Class IsolationForest

  • All Implemented Interfaces:
    Algorithm, OutlierAlgorithm

    @Reference(authors="F. T. Liu, K. M. Ting, Z.-H. Zhou",
               title="Isolation-Based Anomaly Detection",
               booktitle="Transactions on Knowledge Discovery from Data (TKDD)",
               url="https://doi.org/10.1145/2133360.2133363",
               bibkey="DBLP:journals/tkdd/LiuTZ12")
    public class IsolationForest
    extends java.lang.Object
    implements OutlierAlgorithm
    Isolation-Based Anomaly Detection.

    This method uses an ensemble of randomized trees that serve as a simple density estimator instead of using distances to estimate density.

    Reference:

    F. T. Liu, K. M. Ting, Z.-H. Zhou
    Isolation-Based Anomaly Detection
    Transactions on Knowledge Discovery from Data (TKDD)

    Since:
    0.8.0
    Author:
    Erich Schubert
    • Field Detail

      • LOG

        private static final Logging LOG
        Class logger
      • numTrees

        protected int numTrees
        The number of trees
      • subsampleSize

        protected int subsampleSize
        The sub sample size
    • Constructor Detail

      • IsolationForest

        public IsolationForest​(int numTrees,
                               int subsampleSize,
                               RandomFactory rnd)
        Constructor.
        Parameters:
        numTrees -
        subsampleSize -
        rnd -
    • Method Detail

      • run

        public OutlierResult run​(Relation<? extends NumberVector> relation)
        Run the isolation forest algorithm.
        Parameters:
        relation - Data relation to index
        Returns:
        Outlier detection result
      • c

        protected static double c​(double n)
        Returns the average path length of an unsuccessful search.
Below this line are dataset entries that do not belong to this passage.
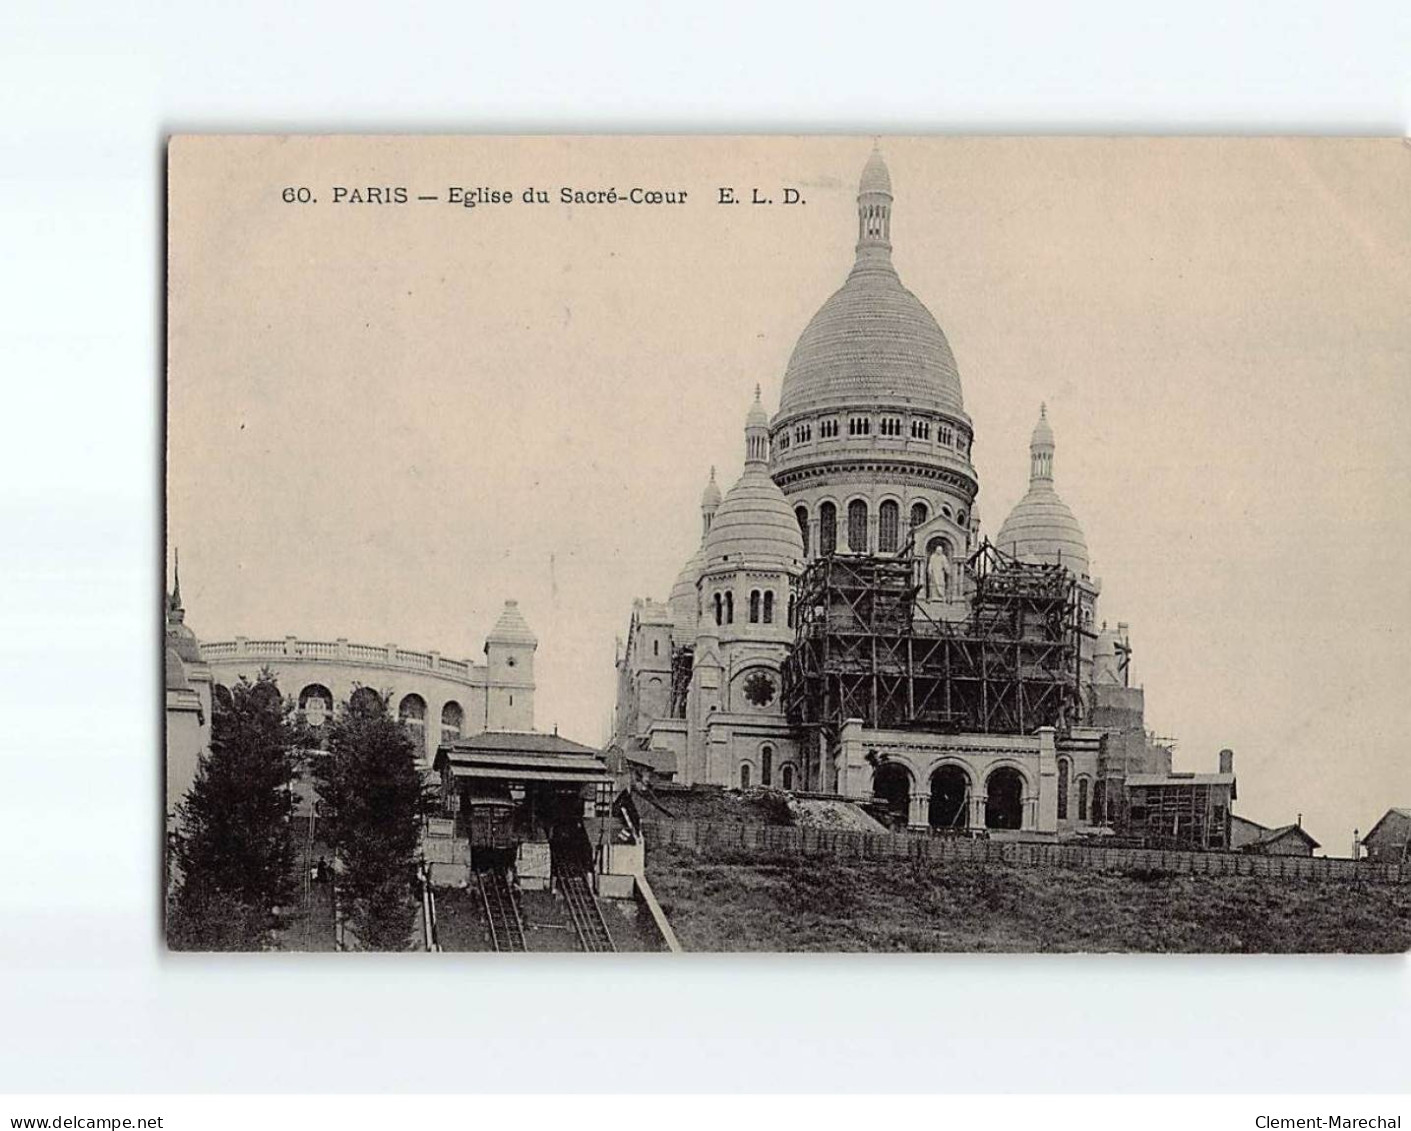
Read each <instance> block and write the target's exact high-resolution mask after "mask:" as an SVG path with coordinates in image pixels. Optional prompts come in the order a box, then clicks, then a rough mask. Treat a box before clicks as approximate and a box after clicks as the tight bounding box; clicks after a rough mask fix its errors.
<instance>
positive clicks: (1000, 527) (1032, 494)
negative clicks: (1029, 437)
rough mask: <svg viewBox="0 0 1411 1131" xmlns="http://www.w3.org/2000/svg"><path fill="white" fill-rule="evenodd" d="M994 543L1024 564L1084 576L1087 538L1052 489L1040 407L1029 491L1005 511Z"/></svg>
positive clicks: (1042, 420) (1053, 434)
mask: <svg viewBox="0 0 1411 1131" xmlns="http://www.w3.org/2000/svg"><path fill="white" fill-rule="evenodd" d="M995 544H996V546H998V547H999V549H1000V550H1002V551H1003V553H1006V554H1010V556H1013V557H1017V558H1022V560H1024V561H1044V563H1048V564H1050V566H1067V567H1068V568H1070V570H1072V571H1074V573H1075V574H1078V575H1079V577H1081V575H1082V574H1086V573H1088V564H1089V563H1088V539H1086V537H1084V533H1082V527H1081V526H1079V525H1078V519H1075V518H1074V513H1072V511H1070V509H1068V503H1065V502H1064V501H1062V499H1061V498H1058V492H1057V491H1055V489H1054V433H1053V429H1051V427H1050V424H1048V413H1047V409H1046V408H1043V406H1040V409H1038V423H1037V424H1034V433H1033V436H1031V437H1030V440H1029V492H1027V494H1026V495H1024V498H1022V499H1020V501H1019V502H1017V503H1016V505H1015V509H1013V511H1010V512H1009V518H1006V519H1005V523H1003V526H1000V527H999V537H998V539H995Z"/></svg>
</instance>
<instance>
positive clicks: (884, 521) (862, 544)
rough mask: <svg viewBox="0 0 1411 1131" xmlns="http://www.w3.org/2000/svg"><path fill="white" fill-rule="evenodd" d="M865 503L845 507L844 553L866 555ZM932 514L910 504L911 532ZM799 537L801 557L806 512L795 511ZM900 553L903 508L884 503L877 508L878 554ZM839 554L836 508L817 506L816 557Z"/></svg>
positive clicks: (922, 506)
mask: <svg viewBox="0 0 1411 1131" xmlns="http://www.w3.org/2000/svg"><path fill="white" fill-rule="evenodd" d="M868 513H869V512H868V502H866V499H854V501H852V502H849V503H848V526H847V547H845V549H847V550H848V551H851V553H855V554H865V553H868V551H869V547H868ZM930 515H931V512H930V509H928V508H927V505H926V503H924V502H916V503H912V513H910V527H909V529H910V530H914V529H916V527H917V526H921V525H924V523H926V520H927V519H928V518H930ZM794 519H796V520H797V522H799V533H800V534H801V536H803V551H804V556H807V554H809V553H810V546H809V534H810V522H809V508H807V506H797V508H794ZM900 549H902V506H900V503H897V502H896V499H883V501H882V505H880V506H879V508H878V553H883V554H895V553H896V551H897V550H900ZM837 550H838V506H837V503H832V502H823V503H818V553H820V554H821V556H827V554H832V553H837Z"/></svg>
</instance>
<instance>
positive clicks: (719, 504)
mask: <svg viewBox="0 0 1411 1131" xmlns="http://www.w3.org/2000/svg"><path fill="white" fill-rule="evenodd" d="M718 509H720V487H717V484H715V464H711V468H710V482H708V484H706V489H704V491H703V492H701V537H703V539H704V537H706V534H708V533H710V522H711V519H713V518H715V512H717V511H718Z"/></svg>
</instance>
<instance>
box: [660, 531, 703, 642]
mask: <svg viewBox="0 0 1411 1131" xmlns="http://www.w3.org/2000/svg"><path fill="white" fill-rule="evenodd" d="M704 563H706V550H704V546H697V547H696V553H694V554H691V556H690V558H687V561H686V564H684V566H683V567H682V571H680V573H679V574H677V575H676V584H674V585H672V595H670V597H669V598H667V599H666V606H667V608H669V609H670V611H672V625H674V626H676V628H677V629H679V630H680V632H682V633H684V635H687V636H690V635H693V633H694V632H696V584H697V582H698V581H700V580H701V566H703V564H704Z"/></svg>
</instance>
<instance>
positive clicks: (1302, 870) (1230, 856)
mask: <svg viewBox="0 0 1411 1131" xmlns="http://www.w3.org/2000/svg"><path fill="white" fill-rule="evenodd" d="M642 832H643V835H645V838H646V846H648V849H650V848H653V846H656V845H680V846H684V848H691V849H701V848H715V849H739V850H744V852H759V853H769V852H777V853H789V852H794V853H801V855H807V856H840V857H849V859H856V860H889V859H910V860H923V862H928V863H935V864H937V866H944V864H945V863H948V862H967V863H1005V864H1019V866H1029V867H1074V869H1092V870H1098V872H1136V870H1146V872H1164V873H1170V874H1177V876H1257V877H1261V879H1268V880H1332V881H1343V883H1393V884H1394V883H1407V881H1411V867H1403V866H1401V864H1376V863H1371V862H1370V860H1342V859H1335V857H1326V856H1253V855H1246V853H1237V852H1182V850H1178V849H1133V848H1101V846H1096V845H1057V843H1053V845H1043V843H1024V842H1016V840H986V839H969V838H951V836H914V835H903V833H865V832H854V831H844V829H818V828H804V826H787V825H749V824H745V822H724V821H722V822H714V821H643V822H642Z"/></svg>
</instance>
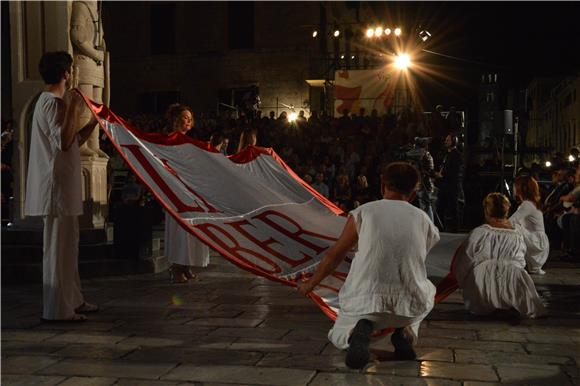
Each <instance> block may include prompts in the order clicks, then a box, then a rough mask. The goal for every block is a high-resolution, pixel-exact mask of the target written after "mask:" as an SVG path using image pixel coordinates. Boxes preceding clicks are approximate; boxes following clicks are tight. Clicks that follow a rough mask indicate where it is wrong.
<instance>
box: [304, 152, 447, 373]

Returns 0 if the value is less than or equal to 1.
        Parameters:
        n - Depth
        Returns:
        Expected average
      • isolationScore

        protected double isolationScore​(IsolationForest.Node n,
                                        NumberVector v)
        Search a vector in the tree, return depth (path length)
        Parameters:
        n - Node to start
        v - Vector to search
        Returns:
        Isolation score based on depth and node size
      • getInputTypeRestriction

        public TypeInformation[] getInputTypeRestriction()
        Description copied from interface: Algorithm
        Get the input type restriction used for negotiating the data query.
        Specified by:
        getInputTypeRestriction in interface Algorithm
        Returns:
        Type restriction